Morgan scoured the armory as his warriors dutifully prepared for battle. They laced up their cotuns and buckled on claymores, donned helms and took down targes from the wall. All but one.

“Where’s Colban?”

“He was on watch last night, m’laird,” someone called out.

But no one knew where Colban was this morn.

Morgan searched the bedchambers, the courtyard, the great hall. He was nowhere to be found.

More often than not, Colban spent the night between the thighs of a lovely maid. His comely face and convincing grin assured him he seldom bedded down alone. And the black eye and split lip Morgan had given him had probably won him the sympathy of a willing wench.

But damn his hide! Morgan needed him right now. They were about to face a formidable force of knights bent on rescuing their precious clanswomen. And Colban was the only man he trusted to seek out and find the one that was missing.

Which reminded him… He’d promised to feed the two lasses in his bedchamber.

He stole several warm oatcakes from a kitchen maid’s tray as she passed and grabbed a skin of ale off a trestle table. That would have to do.

Most of the servants were too busy stockpiling food and gathering livestock to tend to captives. So he decided to take it upstairs himself.

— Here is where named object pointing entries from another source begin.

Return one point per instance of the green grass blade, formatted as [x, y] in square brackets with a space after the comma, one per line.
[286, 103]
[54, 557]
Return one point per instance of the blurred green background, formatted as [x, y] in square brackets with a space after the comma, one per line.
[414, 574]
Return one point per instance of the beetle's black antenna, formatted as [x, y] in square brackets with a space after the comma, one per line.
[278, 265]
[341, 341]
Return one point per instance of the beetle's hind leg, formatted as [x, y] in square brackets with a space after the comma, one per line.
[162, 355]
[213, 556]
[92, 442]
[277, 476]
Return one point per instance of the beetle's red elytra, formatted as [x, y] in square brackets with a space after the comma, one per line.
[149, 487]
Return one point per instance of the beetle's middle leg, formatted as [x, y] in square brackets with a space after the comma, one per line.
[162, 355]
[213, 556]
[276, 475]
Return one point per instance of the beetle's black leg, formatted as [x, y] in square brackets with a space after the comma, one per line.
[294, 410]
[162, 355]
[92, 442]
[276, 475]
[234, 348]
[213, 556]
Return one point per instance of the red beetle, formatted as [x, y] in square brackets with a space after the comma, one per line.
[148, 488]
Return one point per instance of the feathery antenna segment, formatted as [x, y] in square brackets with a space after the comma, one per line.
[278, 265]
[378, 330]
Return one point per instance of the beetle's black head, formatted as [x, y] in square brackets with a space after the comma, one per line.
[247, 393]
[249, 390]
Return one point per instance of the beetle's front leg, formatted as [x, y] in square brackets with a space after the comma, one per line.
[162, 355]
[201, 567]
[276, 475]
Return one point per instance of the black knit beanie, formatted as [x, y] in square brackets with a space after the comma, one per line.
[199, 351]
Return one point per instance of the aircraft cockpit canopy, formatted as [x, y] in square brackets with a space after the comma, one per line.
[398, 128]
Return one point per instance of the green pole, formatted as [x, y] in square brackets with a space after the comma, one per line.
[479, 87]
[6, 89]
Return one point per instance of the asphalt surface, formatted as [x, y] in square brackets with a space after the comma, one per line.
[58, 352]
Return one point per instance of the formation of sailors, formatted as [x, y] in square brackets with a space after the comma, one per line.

As he crossed the great hall, young Danald ran up to him.

“M’laird! I found these in the wood.”

The lad had a quiver full of arrows and a longbow looped over one shoulder. He held up a satchel and what looked like a bundle of rags. Could they belong to the missing warrior maid?

Nay, she’d claimed to have come unarmed.

Tucking the wineskin under his arm, Morgan plucked out a length of sheer white linen and held it up.

When he realized what it was—a lady’s leine—he quickly wadded it against his chest.

“Good work, Danald,” he said. “I’ll take them.”

Once the lad scurried off, he set everything on a table to examine it more thoroughly. The bow was light but well-made, the arrows crafted by a master fletcher. There was a leather bracer tucked into the quiver. But neither it nor the quiver had identifying marks. There was no way to determine the weapon’s owner.

Rummaging through the rest of the garments, however, it didn’t take long to realize they belonged to Jenefer. He recognized the soft, earthy scent wafting off of them. Spicy. Sweet. Musky.

He blushed to think he’d been fondling her undergarment.

Clearing his throat, he moved on to the satchel. There were no weapons inside, just crumbs of whatever food she’d packed and a half-full aleskin.

Gathering everything but the bow and arrows, he bounded up the stairs.

Thankfully, Miles had ceased crying. Maybe he’d see if Bethac could slip downstairs to help with siege preparations.

First, however, he’d deliver the lasses’ breakfast and clothing.

When he opened the door, Jenefer was sitting innocently enough on his pallet. But dressed only in his leine, she presented a compelling sight.

Her long, shapely legs dangled over the edge of the bed. Her delicate toes brushed the floor as Morgan entered. And where her knees were slightly parted, shadows hid the treasure he knew was there between them.

She didn’t seem to notice that the breath had been stolen from him.

He used a moment to close the door behind him and gather his wits. Finally he dropped his burden onto the table.

“Breakfast,” he announced. Then he frowned. “Where’s Feiyan?”

“In the garderobe,” she said, jumping up to see what he’d brought.

Apparently she wasn’t going to wait for her cousin. She immediately pounced on the food like a wolf on a coney. She devoured the first oatcake at once. By the way she closed her eyes and licked her fingers, one would have thought she hadn’t eaten for days and was dining on the finest swan.

She washed it down with a swig of ale, then began to demolish a second oatcake. He wondered if she intended to save any for Feiyan.

Feiyan was right. Jenefer did eat like an ox.

But it certainly didn’t show. He’d held her, naked and squirming, against his side last night, and she hadn’t seemed overstuffed in the least.

That memory made him uncomfortably warm, and it reminded him of what else he’d brought.

“Your clothin’, I believe,” he said, offering it to her. “A lad found it in the wood.”